The new compact would also grant Puerto Rico full authority to impose customs fees, duties, and tariffs on items that enter Puerto Rico from countries other than the U.S., but holds that any goods that Puerto Rico then sends to the U.S. can generally enter free of tariff or tax. The U.S. has long rejected this scenario as a loophole to U.S. trade law.
Finally and perhaps most significant, the proposed Compact states that it “will be binding and final” on both parties and that the U.S. and Puerto Rico “may only terminate the permanent union provided by this Compact of Association by mutual agreement.”
This mutual consent provision has been soundly rejected by the White House and Congress for decades and by both U.S. political parties. It is difficult to envision a scenario in which the U.S. is forced to remain in a bilateral agreement against its will.
The 2011 White House Task Force on Puerto Rico issued a report explicitly explaining that “The Obama Administration has taken a fresh look at the issue of such mutual consent provisions, and it has concluded that such provisions would not be enforceable.”

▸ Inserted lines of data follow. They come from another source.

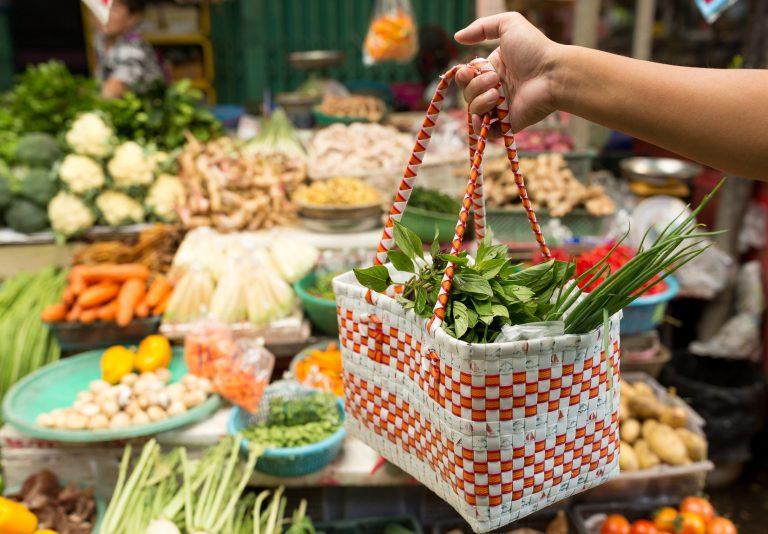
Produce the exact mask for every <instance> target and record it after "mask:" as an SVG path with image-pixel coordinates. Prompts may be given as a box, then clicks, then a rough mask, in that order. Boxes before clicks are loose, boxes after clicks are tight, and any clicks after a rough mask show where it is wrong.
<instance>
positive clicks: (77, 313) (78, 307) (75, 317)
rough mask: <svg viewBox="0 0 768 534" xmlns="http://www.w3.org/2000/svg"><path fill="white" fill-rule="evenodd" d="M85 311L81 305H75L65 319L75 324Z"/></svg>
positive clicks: (76, 304) (78, 304)
mask: <svg viewBox="0 0 768 534" xmlns="http://www.w3.org/2000/svg"><path fill="white" fill-rule="evenodd" d="M82 311H83V309H82V308H81V307H80V305H79V304H75V305H74V306H72V308H70V310H69V312H67V316H66V317H65V318H66V320H67V322H70V323H71V322H73V321H77V320H78V319H79V318H80V312H82Z"/></svg>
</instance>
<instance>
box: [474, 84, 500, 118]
mask: <svg viewBox="0 0 768 534" xmlns="http://www.w3.org/2000/svg"><path fill="white" fill-rule="evenodd" d="M498 101H499V91H497V90H496V88H495V87H494V88H493V89H488V90H487V91H485V92H484V93H483V94H481V95H479V96H478V97H477V98H474V99H473V100H472V102H470V104H469V111H471V112H472V113H477V114H478V115H483V114H485V113H488V112H489V111H491V110H492V109H493V108H494V106H495V105H496V103H497V102H498Z"/></svg>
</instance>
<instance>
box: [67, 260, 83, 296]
mask: <svg viewBox="0 0 768 534" xmlns="http://www.w3.org/2000/svg"><path fill="white" fill-rule="evenodd" d="M82 267H84V266H83V265H78V266H75V267H72V270H71V271H69V287H70V288H71V290H72V293H73V294H74V295H75V296H77V295H79V294H80V293H82V292H83V291H84V290H85V288H86V286H87V284H86V282H85V278H84V277H83V271H82Z"/></svg>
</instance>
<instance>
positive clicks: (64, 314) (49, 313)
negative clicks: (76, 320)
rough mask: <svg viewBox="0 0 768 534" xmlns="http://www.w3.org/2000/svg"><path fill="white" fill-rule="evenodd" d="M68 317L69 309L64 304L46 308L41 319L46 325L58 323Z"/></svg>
mask: <svg viewBox="0 0 768 534" xmlns="http://www.w3.org/2000/svg"><path fill="white" fill-rule="evenodd" d="M66 316H67V307H66V306H65V305H64V304H51V305H49V306H46V307H45V309H44V310H43V313H41V314H40V319H42V321H43V322H45V323H58V322H59V321H63V320H64V318H65V317H66Z"/></svg>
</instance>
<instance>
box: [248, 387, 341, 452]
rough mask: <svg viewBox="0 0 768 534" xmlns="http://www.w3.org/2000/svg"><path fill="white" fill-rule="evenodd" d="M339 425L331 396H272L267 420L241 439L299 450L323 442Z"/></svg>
mask: <svg viewBox="0 0 768 534" xmlns="http://www.w3.org/2000/svg"><path fill="white" fill-rule="evenodd" d="M340 426H341V419H340V417H339V407H338V404H337V401H336V397H335V396H334V395H333V394H331V393H327V392H323V393H315V394H313V395H309V396H305V397H301V398H297V399H284V398H283V397H273V398H272V399H270V401H269V411H268V414H267V419H266V421H264V422H263V423H260V424H258V425H254V426H252V427H250V428H248V429H246V430H245V431H243V436H245V437H246V438H248V439H249V440H251V441H252V442H253V443H255V444H258V445H261V446H263V447H300V446H302V445H309V444H311V443H317V442H318V441H321V440H324V439H325V438H327V437H329V436H330V435H331V434H333V433H334V432H336V431H337V430H338V429H339V427H340Z"/></svg>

Republican administrations have concluded the same. Deputy Assistant Attorney General Kevin Marshall of the George W. Bush Administration made the following statement to Congress in 2007, which still rings true today:
[T]he primary question [faced by the Task Force] regarding options was whether the Constitution currently allows a “Commonwealth” status that could be altered only by “mutual consent,” such that Puerto Rico could block Congress from altering its status. Since 1991, the Justice Department has, under administrations of both parties, consistently taken the position that the Constitution does not allow such an arrangement.
Fas Alzamora, specifies that the “transformation” of the compact rests on “the political will of both parties, rather than due to legal limitations.”
A former Puerto Rico Senate President, Fas Alzamora served from 1976 to his retirement in 2016 in the Puerto Rico legislature and member of the Governing Board of the Popular Democratic Party.
Fas Alzamora used to believe that the Puerto Rico Constitution changed the relationship of Puerto Rico with the United States, allowing a non-territorial relationship, but observes that “since the end of the last decade of the last century and the first years of the 21st century, a series of events have occurred that have been unilaterally imposed by the United States. Those events have exposed the deceit that the United States committed against Puerto Rico and the international community.”